There’s a long and honourable tradition of writing about oneself. Many literary masterpieces have come from authors who choose to focus directly on aspects of their own lives.
The earliest notable example in the western tradition is Augustine’s Confessions (c. 400 AD), which records an assortment of his experiences and beliefs as he progressed from naughty childhood to devout maturity. Another landmark of self-scrutiny is the work of Montaigne in the 16th century: ‘Je suis moi-même la matière de mon livre,’ he states (I am myself the subject matter of my book) – and what makes his essays so mesmeric is their candid way of enquiring into what he feels and knows. ‘I have never seen,’ he remarks unblinkingly, ‘a greater monster or miracle than myself.’
Deeply personal reflection on the writer’s emotional development continues in the 18th century with Rousseau’s Confessions and his Reveries of a Solitary Walker, reaching its fullest expression in the Romantic period with Wordsworth, whose autobiographical work The Prelude: Growth of a Poet’s Mind runs for hundreds of pages of blank verse meditation on formative episodes in his early life. It was, Wordsworth admitted apologetically, ‘a thing unprecedented in literary history that a man should talk so much about himself.’ The word autobiography didn’t appear in the English language until the first decade of the 19th century, but ever since then the idea of writing to express oneself has enjoyed huge popularity.
Some of the most engaging autobiographies and memoirs are written in response to trauma. Contemporary prize-winning examples include Vicki Laveau-Harvie’s The Erratics, an acerbic depiction of her poisonous family relationships in Canada; Tara Westover’s Educated, which recounts in matter-of-fact detail her painful emergence from an abusive fundamentalist doomsday-obsessed household in rural Idaho, and Robert Dessaix’s What Days Are For, in which an almost fatal heart attack prompts a witty stream of introspective associations that include his experiences as a gay man charting a path through the jagged social terrain of late-20th-century Sydney.
So there’s no doubt that authors and readers alike can find great appeal in the act of writing to express and explore the self. Becoming increasingly popular during the last couple of centuries, it has established itself as a quintessentially modern genre.

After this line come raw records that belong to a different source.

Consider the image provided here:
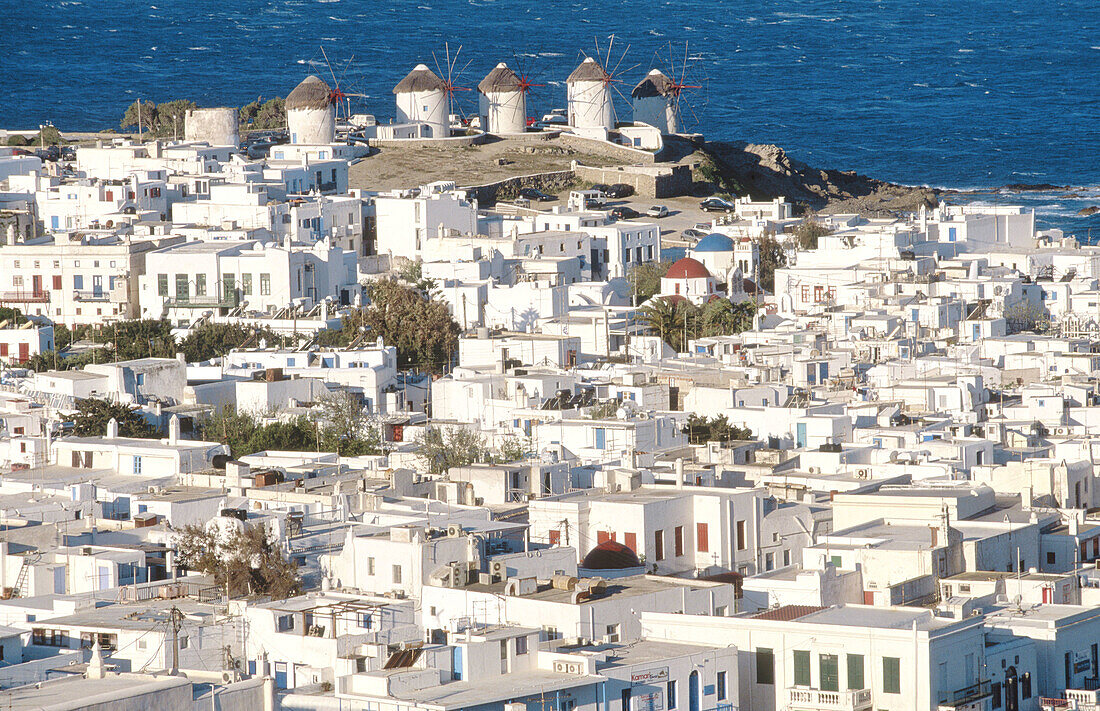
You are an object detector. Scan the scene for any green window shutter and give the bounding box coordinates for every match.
[883,656,901,694]
[847,654,865,690]
[820,654,839,692]
[793,650,810,686]
[756,648,775,685]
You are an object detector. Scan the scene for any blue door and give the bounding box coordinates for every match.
[796,423,807,448]
[452,646,463,680]
[595,428,606,449]
[820,362,829,381]
[274,662,288,688]
[689,670,700,711]
[97,566,110,590]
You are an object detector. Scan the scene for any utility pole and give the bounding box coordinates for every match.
[169,605,182,675]
[137,101,143,141]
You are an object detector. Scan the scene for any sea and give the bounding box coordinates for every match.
[6,0,1100,236]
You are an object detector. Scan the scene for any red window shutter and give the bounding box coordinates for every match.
[697,523,709,553]
[597,531,611,545]
[549,530,561,546]
[52,275,62,290]
[674,526,684,557]
[0,343,6,357]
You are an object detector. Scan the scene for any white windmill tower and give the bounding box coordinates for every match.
[566,56,614,131]
[285,75,336,145]
[394,64,450,138]
[632,42,706,135]
[478,63,528,135]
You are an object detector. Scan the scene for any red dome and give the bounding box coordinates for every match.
[581,540,641,570]
[665,257,711,280]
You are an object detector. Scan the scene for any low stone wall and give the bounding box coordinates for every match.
[193,677,271,711]
[557,133,658,164]
[463,169,576,205]
[574,162,695,199]
[367,133,488,149]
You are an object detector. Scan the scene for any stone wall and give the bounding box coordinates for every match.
[367,133,488,149]
[557,133,658,164]
[574,162,695,199]
[463,169,576,205]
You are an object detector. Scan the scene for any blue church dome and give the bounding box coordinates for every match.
[693,233,735,252]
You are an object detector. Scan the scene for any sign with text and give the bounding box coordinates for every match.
[631,667,669,685]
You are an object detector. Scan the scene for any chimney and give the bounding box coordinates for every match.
[675,458,684,489]
[1022,486,1033,509]
[106,417,118,439]
[176,352,186,366]
[168,414,181,445]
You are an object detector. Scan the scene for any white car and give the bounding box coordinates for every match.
[647,205,669,218]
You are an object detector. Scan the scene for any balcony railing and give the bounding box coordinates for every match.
[164,292,240,309]
[941,680,992,708]
[0,290,48,303]
[73,290,114,302]
[788,688,872,711]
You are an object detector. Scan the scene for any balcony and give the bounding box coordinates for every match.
[788,688,872,711]
[0,290,48,303]
[73,289,114,302]
[1042,687,1100,711]
[940,680,992,708]
[164,292,240,309]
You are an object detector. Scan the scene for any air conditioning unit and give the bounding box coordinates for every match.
[447,524,463,538]
[808,467,819,475]
[491,561,506,577]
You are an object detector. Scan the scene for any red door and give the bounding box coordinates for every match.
[624,532,637,552]
[17,343,29,362]
[863,591,875,605]
[32,275,42,296]
[548,530,561,546]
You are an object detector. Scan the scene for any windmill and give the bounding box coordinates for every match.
[568,35,641,130]
[431,42,475,128]
[309,46,368,130]
[632,41,707,134]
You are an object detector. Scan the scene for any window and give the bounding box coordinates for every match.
[260,273,271,295]
[756,648,774,685]
[783,549,791,566]
[765,552,774,570]
[392,564,402,584]
[717,671,727,701]
[1021,673,1031,699]
[1048,552,1056,565]
[605,624,620,643]
[793,650,810,686]
[516,635,528,655]
[820,654,839,692]
[12,275,22,287]
[882,657,901,694]
[367,557,375,575]
[847,653,864,690]
[667,680,677,709]
[991,681,1001,709]
[654,530,664,561]
[196,273,207,296]
[674,526,684,557]
[32,629,66,647]
[500,639,508,660]
[736,520,746,550]
[242,273,253,295]
[157,274,168,296]
[133,456,142,475]
[697,523,708,552]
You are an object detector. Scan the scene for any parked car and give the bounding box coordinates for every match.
[609,206,641,220]
[647,205,669,218]
[682,228,707,241]
[608,183,634,199]
[693,222,712,231]
[700,197,735,213]
[519,188,555,202]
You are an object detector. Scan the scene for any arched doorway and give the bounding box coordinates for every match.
[688,670,700,711]
[1005,666,1019,711]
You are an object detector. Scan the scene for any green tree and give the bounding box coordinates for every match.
[683,414,753,445]
[120,100,158,133]
[494,436,531,463]
[792,216,833,251]
[177,323,276,363]
[0,307,29,326]
[415,426,488,475]
[365,279,460,372]
[700,299,757,337]
[34,125,64,145]
[640,297,700,351]
[174,523,300,599]
[71,398,159,438]
[587,400,621,420]
[314,392,380,456]
[152,99,198,139]
[252,97,286,130]
[5,135,29,147]
[627,261,673,303]
[756,231,787,292]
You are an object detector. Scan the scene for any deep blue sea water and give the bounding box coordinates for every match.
[6,0,1100,233]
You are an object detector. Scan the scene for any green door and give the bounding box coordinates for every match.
[820,654,839,692]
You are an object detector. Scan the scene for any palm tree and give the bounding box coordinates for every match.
[640,297,680,346]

BUT recognising the legitimacy of autobiographical literature is very different from suggesting that any other kind is illegitimate! A notion currently being advocated with alarming stridency and frequency is that unless writing stems directly from within one’s own experience it will be inauthentic, politically suspect and potentially offensive. This contention arises from a possessive, censorious kind of identity politics, and I find it bizarre. So female novelists should be disqualified from creating male characters? Someone with perfect hearing shouldn’t have the temerity to invent a story that presents a deaf person empathetically? An atheist mustn’t presume to write about someone with religious convictions? To argue that it’s ‘inappropriate’ (what a lazily dismissive cliché that is!) for a writer to try to enter imaginatively into the mind of anyone whose gender, ethnic background or other personal circumstances are different from the writer’s is to miss entirely the very point of fiction.

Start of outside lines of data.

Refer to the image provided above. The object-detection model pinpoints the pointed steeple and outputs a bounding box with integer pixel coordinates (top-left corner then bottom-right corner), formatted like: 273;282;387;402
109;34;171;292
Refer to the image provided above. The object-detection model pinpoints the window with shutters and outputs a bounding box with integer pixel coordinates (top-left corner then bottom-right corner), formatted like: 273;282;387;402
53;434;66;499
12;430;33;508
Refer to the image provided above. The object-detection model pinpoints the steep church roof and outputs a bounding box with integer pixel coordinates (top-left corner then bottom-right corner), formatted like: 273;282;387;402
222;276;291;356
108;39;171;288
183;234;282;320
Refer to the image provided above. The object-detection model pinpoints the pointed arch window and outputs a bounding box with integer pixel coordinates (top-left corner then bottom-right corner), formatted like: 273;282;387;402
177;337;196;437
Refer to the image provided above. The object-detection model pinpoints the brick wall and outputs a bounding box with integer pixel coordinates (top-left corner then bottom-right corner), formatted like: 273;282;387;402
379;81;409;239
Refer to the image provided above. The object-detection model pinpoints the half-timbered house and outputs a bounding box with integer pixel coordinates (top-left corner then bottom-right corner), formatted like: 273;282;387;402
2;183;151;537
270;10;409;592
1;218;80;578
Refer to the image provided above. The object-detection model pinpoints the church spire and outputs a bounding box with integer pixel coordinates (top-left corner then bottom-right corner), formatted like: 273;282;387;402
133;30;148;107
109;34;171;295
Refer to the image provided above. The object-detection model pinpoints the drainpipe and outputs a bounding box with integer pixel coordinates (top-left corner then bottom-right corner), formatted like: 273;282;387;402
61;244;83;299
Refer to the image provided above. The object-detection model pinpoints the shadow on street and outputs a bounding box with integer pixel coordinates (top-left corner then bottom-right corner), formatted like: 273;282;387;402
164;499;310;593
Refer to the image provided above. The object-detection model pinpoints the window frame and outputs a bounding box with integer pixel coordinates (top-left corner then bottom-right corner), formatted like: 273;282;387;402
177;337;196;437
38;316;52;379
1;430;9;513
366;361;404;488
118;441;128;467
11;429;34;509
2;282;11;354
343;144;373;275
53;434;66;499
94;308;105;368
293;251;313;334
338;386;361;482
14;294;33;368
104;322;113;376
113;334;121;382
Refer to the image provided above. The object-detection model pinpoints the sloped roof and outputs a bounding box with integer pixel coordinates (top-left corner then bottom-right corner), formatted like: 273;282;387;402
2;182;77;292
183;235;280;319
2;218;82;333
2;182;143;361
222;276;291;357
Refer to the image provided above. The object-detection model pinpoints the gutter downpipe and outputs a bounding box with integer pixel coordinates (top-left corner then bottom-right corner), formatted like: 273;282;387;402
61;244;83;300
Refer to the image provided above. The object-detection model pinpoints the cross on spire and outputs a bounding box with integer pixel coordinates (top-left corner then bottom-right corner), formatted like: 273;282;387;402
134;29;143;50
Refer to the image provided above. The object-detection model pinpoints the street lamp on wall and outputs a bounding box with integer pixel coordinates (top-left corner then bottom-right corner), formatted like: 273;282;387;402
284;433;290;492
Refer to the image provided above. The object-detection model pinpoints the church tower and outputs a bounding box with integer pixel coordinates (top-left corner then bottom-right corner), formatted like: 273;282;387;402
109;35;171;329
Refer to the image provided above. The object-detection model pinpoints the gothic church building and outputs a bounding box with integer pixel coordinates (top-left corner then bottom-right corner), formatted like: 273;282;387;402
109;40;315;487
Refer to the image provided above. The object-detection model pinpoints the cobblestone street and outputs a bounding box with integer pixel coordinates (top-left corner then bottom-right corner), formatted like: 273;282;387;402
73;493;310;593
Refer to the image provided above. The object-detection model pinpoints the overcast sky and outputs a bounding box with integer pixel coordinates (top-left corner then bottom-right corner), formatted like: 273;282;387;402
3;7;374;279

As Graham Swift, author of Waterland, Last Orders etc., remarks:
The whole appeal, the whole challenge and reward of fiction, lies in its liberation from personal fact. The very least we should expect of it is that it will, to use the common phrase, ‘take us out of ourselves,’ take us out of the place we normally and sometimes narrowly inhabit.
Most people value reading because it lets them escape the confines of the self, but the same principle should hold for writing as well. Rose Tremain, author of The Gustav Sonata and other fine novels, has said in an interview that when creating a character she prefers to choose someone unlike herself in gender, age etc. ‘If your subject is really yourself and your own life,’ she adds, ‘it is very likely that you will run out of steam,’ and anyhow to write only about what you already know ‘must be quite boring.’

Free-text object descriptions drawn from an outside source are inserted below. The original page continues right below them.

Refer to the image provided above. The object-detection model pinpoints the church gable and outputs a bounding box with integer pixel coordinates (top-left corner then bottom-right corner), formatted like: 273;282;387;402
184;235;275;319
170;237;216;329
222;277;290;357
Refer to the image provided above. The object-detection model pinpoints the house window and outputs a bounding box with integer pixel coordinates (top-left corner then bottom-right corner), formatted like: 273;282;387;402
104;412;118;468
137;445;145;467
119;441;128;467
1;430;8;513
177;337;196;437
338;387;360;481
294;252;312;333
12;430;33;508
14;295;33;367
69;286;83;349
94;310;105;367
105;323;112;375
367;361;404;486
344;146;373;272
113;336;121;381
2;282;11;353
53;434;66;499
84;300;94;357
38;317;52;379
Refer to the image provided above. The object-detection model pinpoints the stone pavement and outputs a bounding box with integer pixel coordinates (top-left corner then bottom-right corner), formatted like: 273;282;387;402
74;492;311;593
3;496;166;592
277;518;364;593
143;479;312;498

Fiction writer Colum McCann emphasises that same point in his book Letters to a Young Writer:
Don’t write what you know, write toward what you want to know. Step out of your skin. Risk yourself. This opens up the world. Go to another place.
Lionel Shriver fearlessly repudiated the interdictions of identity politics in her 2016 keynote address at the Brisbane Writers Festival. She observed that fiction writers today are faced by a ‘climate of super-sensitivity, giving rise to proliferating prohibitions supposedly in the interest of social justice.’ As a result, ‘the kind of fiction we are “allowed” to write is in danger of becoming so hedged, so circumscribed, so tippy-toe, that we’d indeed be better off not writing the anodyne drivel to begin with.’
Those thoughts call to mind a famously succinct statement by T.S. Eliot in an essay published a century ago. He was referring specifically to poetry, but the same point applies also to almost any imaginative writing: it is ‘not the expression of personality, but an escape from personality.’ In this context, the idea of writing to escape the self needn’t have a pejorative meaning. As Graham Swift says, ‘surely that initial escape is vital, and can be profitable if we are led back in the end, with something more than we started with, to ourselves.’